The Gollancz edition of Phantastes and Lilith was published in the UK in
1962, and carried an introduction by C.S. Lewis. The two novels were
first published in 1858 and 1895 respectively, and had been previously
published together in New York by Noonday Press in 1954, under the
title The Visionary Novels of George MacDonald. That edition had carried
an introduction by W.H. Auden. Correspondence in the file shows
that Gollancz’s original intention was to use both Auden’s introduction
and the Noonday edition’s modification of the text. Hilary Rubenstein
(Victor Gollancz’s nephew) soon tired of what he saw as Noonday’s
unreasonable demands, and in a letter dated 12 March 1962 cut all ties
with them in no uncertain terms, writing: ....there is no reason, in these
circumstances, why we should make use of your edition at all. We can
very easily obtain another introduction for our edition and simply set the
books ourselves from the original editions. In view of your letter, this is
what we now plan to do.’
On 3 April Rubenstein wrote to C.S. Lewis: ‘I plan to publish during
the Autumn, in one volume, Phantastes and Lilith. I should very much
like to reprint, as a preface, part of the preface you wrote for the Bles
Anthology [George MacDonald: An Anthology (London: Geoffrey Bles,
1946)]. , ....Could you, I wonder, suggest a title? Farrar, Straus of New
York [of which Noonday was a subsidiary] published edited versions of
the two novels some time ago, calling them “The Visionary Novels of
George MacDonald”. I don’t much like “visionary”, and I am particularly
anxious, anyhow, not to use their title. But I can’t for the life of me think
of an attractive alternative.’ In an undated ALS present in the file, Lewis
replies: ‘As for the title I shd. have thought the plain one Phantastes and
Lilith was the best. No doubt people will misunderstand it and take P. and
L. for the title of a single work, but I don’t see any commercial, literary or
ethical objection to their doing so!
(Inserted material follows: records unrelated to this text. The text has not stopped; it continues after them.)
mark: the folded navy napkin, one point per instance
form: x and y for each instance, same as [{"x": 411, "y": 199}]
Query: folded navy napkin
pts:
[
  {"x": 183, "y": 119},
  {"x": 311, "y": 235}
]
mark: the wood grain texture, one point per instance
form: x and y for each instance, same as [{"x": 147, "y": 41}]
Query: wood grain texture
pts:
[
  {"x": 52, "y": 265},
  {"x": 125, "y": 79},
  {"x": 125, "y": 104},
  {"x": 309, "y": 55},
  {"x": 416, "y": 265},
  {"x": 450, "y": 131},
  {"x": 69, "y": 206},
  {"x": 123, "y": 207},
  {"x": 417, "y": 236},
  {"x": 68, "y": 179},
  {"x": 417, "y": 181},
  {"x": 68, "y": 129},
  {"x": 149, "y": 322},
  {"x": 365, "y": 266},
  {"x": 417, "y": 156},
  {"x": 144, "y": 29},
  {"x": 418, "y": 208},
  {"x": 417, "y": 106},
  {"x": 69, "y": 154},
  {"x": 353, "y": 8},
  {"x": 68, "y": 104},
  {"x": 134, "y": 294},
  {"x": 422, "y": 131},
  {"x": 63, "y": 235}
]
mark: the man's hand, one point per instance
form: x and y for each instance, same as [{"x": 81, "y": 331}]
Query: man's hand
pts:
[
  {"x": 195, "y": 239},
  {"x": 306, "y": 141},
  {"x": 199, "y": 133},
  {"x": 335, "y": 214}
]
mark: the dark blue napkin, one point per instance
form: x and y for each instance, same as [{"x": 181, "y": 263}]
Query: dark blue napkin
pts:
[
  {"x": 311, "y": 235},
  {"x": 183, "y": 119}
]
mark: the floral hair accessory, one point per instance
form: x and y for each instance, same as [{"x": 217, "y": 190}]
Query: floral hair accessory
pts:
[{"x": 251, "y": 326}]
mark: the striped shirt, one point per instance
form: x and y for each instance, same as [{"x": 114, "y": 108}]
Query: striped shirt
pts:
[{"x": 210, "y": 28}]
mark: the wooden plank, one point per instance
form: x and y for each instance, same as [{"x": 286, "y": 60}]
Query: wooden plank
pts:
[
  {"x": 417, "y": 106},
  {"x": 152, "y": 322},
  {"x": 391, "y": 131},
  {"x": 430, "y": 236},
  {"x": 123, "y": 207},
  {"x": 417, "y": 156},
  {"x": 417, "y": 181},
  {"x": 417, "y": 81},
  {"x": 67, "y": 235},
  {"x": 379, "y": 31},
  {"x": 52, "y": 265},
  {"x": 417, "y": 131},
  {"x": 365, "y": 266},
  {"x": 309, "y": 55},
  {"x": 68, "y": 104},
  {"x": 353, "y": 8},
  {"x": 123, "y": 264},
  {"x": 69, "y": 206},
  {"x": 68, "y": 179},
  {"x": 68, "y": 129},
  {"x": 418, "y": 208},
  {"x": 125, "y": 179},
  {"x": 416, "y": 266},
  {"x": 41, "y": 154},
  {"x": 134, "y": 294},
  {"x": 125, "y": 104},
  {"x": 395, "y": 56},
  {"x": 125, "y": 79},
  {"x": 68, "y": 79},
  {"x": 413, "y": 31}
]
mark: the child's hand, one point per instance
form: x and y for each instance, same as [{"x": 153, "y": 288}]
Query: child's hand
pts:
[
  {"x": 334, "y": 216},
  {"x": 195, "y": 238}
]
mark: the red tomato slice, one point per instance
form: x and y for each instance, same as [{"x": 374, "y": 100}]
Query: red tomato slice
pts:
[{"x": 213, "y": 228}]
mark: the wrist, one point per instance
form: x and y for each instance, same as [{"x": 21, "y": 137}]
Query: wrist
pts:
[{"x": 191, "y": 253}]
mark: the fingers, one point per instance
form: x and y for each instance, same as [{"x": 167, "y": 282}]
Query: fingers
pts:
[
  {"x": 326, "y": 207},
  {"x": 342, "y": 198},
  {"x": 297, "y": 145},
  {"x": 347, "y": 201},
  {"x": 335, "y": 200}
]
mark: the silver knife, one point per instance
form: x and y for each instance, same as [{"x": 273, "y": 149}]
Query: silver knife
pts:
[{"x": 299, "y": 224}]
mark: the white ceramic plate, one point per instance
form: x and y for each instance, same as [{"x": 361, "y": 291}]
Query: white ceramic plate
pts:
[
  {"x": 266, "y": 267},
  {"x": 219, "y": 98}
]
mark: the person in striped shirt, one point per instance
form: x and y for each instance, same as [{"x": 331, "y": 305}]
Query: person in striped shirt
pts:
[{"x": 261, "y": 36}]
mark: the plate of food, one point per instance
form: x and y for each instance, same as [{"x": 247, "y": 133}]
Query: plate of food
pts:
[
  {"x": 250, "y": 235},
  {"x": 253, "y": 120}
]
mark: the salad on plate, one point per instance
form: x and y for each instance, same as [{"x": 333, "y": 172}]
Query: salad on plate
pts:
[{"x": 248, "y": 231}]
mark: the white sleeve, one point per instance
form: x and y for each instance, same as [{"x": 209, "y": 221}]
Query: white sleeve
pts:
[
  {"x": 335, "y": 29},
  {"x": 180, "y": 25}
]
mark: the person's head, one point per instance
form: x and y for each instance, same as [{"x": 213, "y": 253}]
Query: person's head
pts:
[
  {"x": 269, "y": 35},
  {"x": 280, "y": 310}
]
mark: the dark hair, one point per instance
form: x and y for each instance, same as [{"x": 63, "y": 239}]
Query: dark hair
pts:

I made a similar mistake in boyhood
about the old Heinemann volume Siegfried and the Twilight of the Gods,
but neither Heinemann nor I nor Wagner was any the worse for it.’
On October 17 Alfred Knopf writes to Gollancz in a TLS: ‘...you said
at that pleasant lunch at the Savoy that you were reissung in a single
volume ‘Lilith’ and ‘Phantastes’ by George Macdonald, and suggested
that we do likewise. ... Would you be good enough to let me know just
what your plans are...?’ On the reverse of the letter Gollancz has written
his reply in red ink, which was typed up on the 22nd: ‘I am sending you
by separate post our edition of the MacDonald novels, which we are
publishing in January.’ (The finished book, although not published until
January 1963, carries a publication date of 1962.) In a reply dated 21
November, Knopf passes.
A remarkable collection of material, telling in great detail and at first
hand the story of the publication of a book linking Lewis to one of his
most important literary influences. As Lewis notes in his preface: ‘I have
never concealed the fact that I regarded [MacDonald] as my master;
indeed, I fancy I have never written a book in which I did not quote from
him.’
£3,500 (plus 20% VAT to EU purchasers)
On 13 April Bles and Gollancz agreed a fee of six guineas for the use of
Lewis’s (abridged) preface, payable on publication.